Penerima BPUM di Tulungagung Harus Rela Antri Sandal Di Pintu Bank Penyalur Sejak Bakda Isya' | Jatim TIMES

Penerima BPUM di Tulungagung Harus Rela Antri Sandal Di Pintu Bank Penyalur Sejak Bakda Isya'

Apr 19, 2021 21:13
Antri Sandal di salah satu Bank Penyalur BPUM di Tulungagung / Foto : Istimewa / Tulungagung TIMES
Antri Sandal di salah satu Bank Penyalur BPUM di Tulungagung / Foto : Istimewa / Tulungagung TIMES

TULUNGAGUNGTIMES - Antrean yang menumpuk di hampir semua bank penyalur
Banpres Produktif Usaha Mikro (BPUM) di Tulungagung menjadi sorotan netizen. Berbagai postingan adanya penumpukan antrian ini diketahui tidak menjaga jarak meski rata-rata menggunakan masker.

Salah satu penerima BPUM asal Kecamatan Kauman, Noviana (25) mengungkapkan jika dirinya harus datang sekitar jam 20.00 wib atau habis isya' untuk antri sandal (alas kaki). 

Baca Juga : Lewat Surat Terbuka, Prof Suhartono Minta Senat UIN Malang Bersikap Terkait Isu Plagiasi

 

"Antri sandal ini dimulai jam 20.00 wib atau habis isya, jadi alas kaki atau sandal ini ditata rapi sesuai kedatangannya," kata Noviana, Senin (19/04/2021).

Antrian sandal ini menurut Novi, bukan untuk antri menerima langsung BPUM, namun hanya antri mengambil nomer antrian.
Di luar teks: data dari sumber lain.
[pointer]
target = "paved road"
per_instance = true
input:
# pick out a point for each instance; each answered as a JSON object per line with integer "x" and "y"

"Sejak jam 01.00 wib malam, sudah mulai datang orang yang menaruh sandal tadi," ujarnya.

Mulai jam 01.00 wib ini para calon penerima BPUM telah menunggu waktu pagi datang.
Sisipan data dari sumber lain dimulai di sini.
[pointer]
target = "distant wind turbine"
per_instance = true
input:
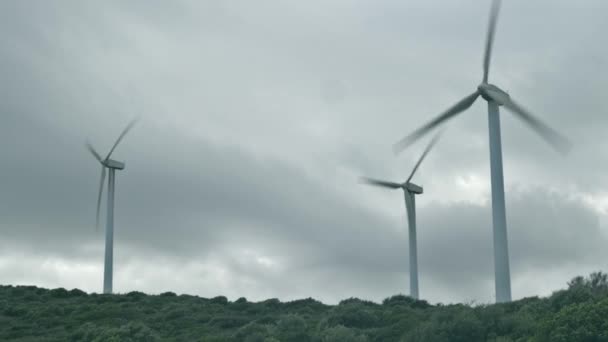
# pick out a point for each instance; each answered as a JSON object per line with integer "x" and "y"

"Baru sekitar jam 6.30 wib nomor antrian dibagikan," jelasnya.

Jika tidak mau melakukan hal itu, menurut Novi tidak akan dapat giliran secepatnya dan harus menunggu untuk dapat nomer antrian duna dilayani petugas Bank penyalur.

Saat pagi tiba, bank penyalur buka antrian tak dapat dibendung lagi.

Menanggapi hal ini, Kepala Dinas Koperasi dan Usaha Mikro (Dinkop UM) Kabupaten Tulungagung, Slamet Sunarto mengatakan antrian di Bank penyalur merupakan ranah perbankan, bukan lagi kewenangan dinasnya. 

Baca Juga : Jadi Tantangan Besar Nasional, Pemkab Tulungagung Gelar Rembug Stunting

 

"Karena itu sudah wilayah perbankan, jadi dinas untuk teknik penyalurannya tidak ada kewenangan," kata Slamet Sunarto. 

Meski demikian, pihak dinas akan melakukan komunikasi dengan pihak perbakan untuk melalukan koordinasi agar antrian yang menumpuk dapat diantisipasi dan ditertibkan dengan baik.

"Namun demikian coba saya koordinasi dengan pejabat (bank penyalur BPUM) yang ada di cabang Tulungagung," jelasnya.

Seperti diketahui, Dinas Koperasi dan UMKM memfasilitasi para pelaku UKM dan masyarakat untuk mengakses BPUM ini. Jika sebelumnya, jumlah yang diterima KPM sebesar 2,4 juta rupiah, kali ini hanya akan menerima 1,2 juta per KPM.

Pasca diusulkan, penerima BPUM dalam beberapa hari ini menyerbu Bank penyalur guna mecairkan dana yang akan diterimanya.